Result: the majority of analytical queries fell into Tier 2 or 3. The server passed every query technically — valid SQL, correct execution, proper auth. But the answers were unreliable because the LLM couldn't see the data it needed.
Three MCP Design Patterns
Before building, we studied three production MCP servers for financial data, each representing a different design philosophy:
Pattern 1: SQL-over-MCP — Expose get_schema() and execute_query(sql). Maximum flexibility. The agent can write any SELECT. But quality depends entirely on LLM SQL generation, and complex JSONB navigation is where LLMs fail.

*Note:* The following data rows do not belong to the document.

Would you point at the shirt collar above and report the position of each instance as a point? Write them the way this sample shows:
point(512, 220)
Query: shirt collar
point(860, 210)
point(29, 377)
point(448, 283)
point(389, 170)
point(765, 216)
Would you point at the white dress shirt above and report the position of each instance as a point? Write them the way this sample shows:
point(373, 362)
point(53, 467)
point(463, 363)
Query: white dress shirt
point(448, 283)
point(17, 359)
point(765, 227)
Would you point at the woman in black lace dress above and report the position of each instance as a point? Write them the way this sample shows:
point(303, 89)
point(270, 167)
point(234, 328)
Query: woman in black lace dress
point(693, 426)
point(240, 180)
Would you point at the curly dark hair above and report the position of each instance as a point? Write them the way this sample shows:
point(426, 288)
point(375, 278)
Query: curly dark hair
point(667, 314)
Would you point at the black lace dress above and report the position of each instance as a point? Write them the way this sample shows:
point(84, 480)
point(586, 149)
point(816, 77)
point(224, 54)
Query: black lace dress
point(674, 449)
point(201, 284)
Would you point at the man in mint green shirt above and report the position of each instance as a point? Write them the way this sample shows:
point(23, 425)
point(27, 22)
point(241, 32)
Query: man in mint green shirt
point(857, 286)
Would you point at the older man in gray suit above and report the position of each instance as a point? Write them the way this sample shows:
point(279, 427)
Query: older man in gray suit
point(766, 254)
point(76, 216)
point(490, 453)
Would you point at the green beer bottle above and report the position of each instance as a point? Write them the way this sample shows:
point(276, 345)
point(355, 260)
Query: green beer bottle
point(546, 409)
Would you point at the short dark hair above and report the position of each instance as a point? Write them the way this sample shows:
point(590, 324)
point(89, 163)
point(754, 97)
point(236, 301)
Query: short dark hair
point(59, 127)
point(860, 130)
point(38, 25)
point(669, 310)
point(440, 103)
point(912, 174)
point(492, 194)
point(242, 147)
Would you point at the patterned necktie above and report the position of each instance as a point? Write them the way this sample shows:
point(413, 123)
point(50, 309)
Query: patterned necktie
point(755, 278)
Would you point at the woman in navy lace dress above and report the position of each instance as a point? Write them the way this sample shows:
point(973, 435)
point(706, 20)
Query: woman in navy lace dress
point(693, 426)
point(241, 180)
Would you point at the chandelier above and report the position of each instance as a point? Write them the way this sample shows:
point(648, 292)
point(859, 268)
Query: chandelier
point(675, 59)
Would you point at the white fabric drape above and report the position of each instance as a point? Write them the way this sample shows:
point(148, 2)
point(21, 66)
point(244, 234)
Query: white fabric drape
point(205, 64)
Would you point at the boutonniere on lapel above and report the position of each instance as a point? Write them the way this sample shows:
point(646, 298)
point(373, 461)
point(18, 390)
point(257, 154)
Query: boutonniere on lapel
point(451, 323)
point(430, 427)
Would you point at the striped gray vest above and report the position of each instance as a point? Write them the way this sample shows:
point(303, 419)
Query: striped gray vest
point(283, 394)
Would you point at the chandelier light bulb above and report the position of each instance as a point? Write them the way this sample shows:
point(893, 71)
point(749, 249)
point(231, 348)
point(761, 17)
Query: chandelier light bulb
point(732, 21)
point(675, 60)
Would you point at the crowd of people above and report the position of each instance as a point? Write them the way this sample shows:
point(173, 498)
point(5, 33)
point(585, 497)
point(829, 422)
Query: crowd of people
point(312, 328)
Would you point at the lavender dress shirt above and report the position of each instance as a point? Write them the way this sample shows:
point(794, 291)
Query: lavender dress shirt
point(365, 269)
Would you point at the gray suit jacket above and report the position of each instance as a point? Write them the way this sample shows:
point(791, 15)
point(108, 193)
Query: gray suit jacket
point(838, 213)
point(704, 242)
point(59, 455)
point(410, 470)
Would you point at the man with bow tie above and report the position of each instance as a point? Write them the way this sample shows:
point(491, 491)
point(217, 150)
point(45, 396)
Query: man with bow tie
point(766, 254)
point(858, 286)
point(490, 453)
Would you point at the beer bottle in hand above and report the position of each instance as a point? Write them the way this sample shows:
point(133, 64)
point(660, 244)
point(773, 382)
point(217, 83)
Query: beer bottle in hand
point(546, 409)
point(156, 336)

Pattern 2: Pre-built tools — One tool per question type (get_ltm_ebitda(ticker), get_leverage(ticker)). Consistent output. But rigid: every new question type requires a server-side code change. And analytical queries are compositional — analysts combine dimensions freely:
"Forward leverage if EBITDA drops 10%, AND the $200M term loan is repaid, AND excluding names with covenant blockers, compared to 2 years ago."
Each dimension is a new parameter. A stored procedure covering all combinations becomes a query engine in PL/pgSQL — reimplementing SQL composition, which the LLM does naturally.
Pattern 3: Workflow injection — MCP tools that don't execute queries, but return structured prompts containing domain-expert SQL patterns, JSONB navigation guides, and common pitfalls. The LLM uses these as templates.
We chose a hybrid: SQL-over-MCP (Pattern 1) with workflow injection (Pattern 3) to guide quality, and three-layer security to constrain risk.
Workflow Injection: The Biggest Quality Improvement
The schema alone isn't enough. Financial JSONB has nested period arrays, mixed-type values (numeric, text like "3.2x", monetary strings), and domain-specific concepts (LTM, net leverage, FCCR) that require multi-step computation.
Workflow tools inject:
- JSONB field schemas — how to navigate the nested structure to extract a specific metric
- Battle-tested SQL patterns — working queries for common analyses, copy-paste ready
- Domain pitfalls — "maturity_date is TEXT not DATE," "coupon_rate may be 'variable' or 'SOFR + 400bps'," "some companies have multiple credit groups"
This was the single biggest quality improvement. The LLM stops guessing at JSONB structure and follows proven patterns.
Defense in Depth
Security is important but wasn't the hard engineering problem. Three independent layers:
- AST validation — Parse every SQL query into an Abstract Syntax Tree (pglast), walk it, reject anything not on an explicit allowlist of node types and functions. Blocks destructive operations but also subtle attacks (
pg_sleep,pg_read_file). - JWT + Row-Level Security — Every query carries the user's token. Supabase RLS enforces data access boundaries at the database level.
- Postgres RPC — Server-side function with statement timeout and result row cap. Prevents resource exhaustion.
Any single layer failing doesn't compromise the system.
What's Next: Flattening the Data
The root cause of fabrication is data volume, not query complexity. The fix is server-side: Postgres views that flatten JSONB blobs into queryable rows.
Instead of fetching a 250 KB income statement blob and hoping the LLM can parse it, the agent queries a flat view: SELECT metric_name, period, value FROM financial_metrics WHERE ticker = '...' AND metric_name ILIKE '%ebitda%'. ~200 bytes per row instead of 250 KB per blob.
Three views cover the majority of the benchmark failures. The unstructured data (raw covenant language, provision text) will need dedicated MCP tools that scope by key rather than dumping entire documents.
Takeaways
Benchmark before you ship. Running real analyst queries against the live system revealed problems that unit tests and manual testing missed. The server worked perfectly at the tool level. The answers were wrong at the analytical level.
Flexibility and reliability are in tension. SQL-over-MCP is the most flexible pattern, but it's only as good as the LLM's ability to navigate your data model. Workflow injection narrows the gap, but the fundamental fix is making the data LLM-friendly at the storage level.
MCP is a good abstraction. The protocol itself worked well. FastMCP made shipping fast. The challenges are all data-layer, not protocol-layer.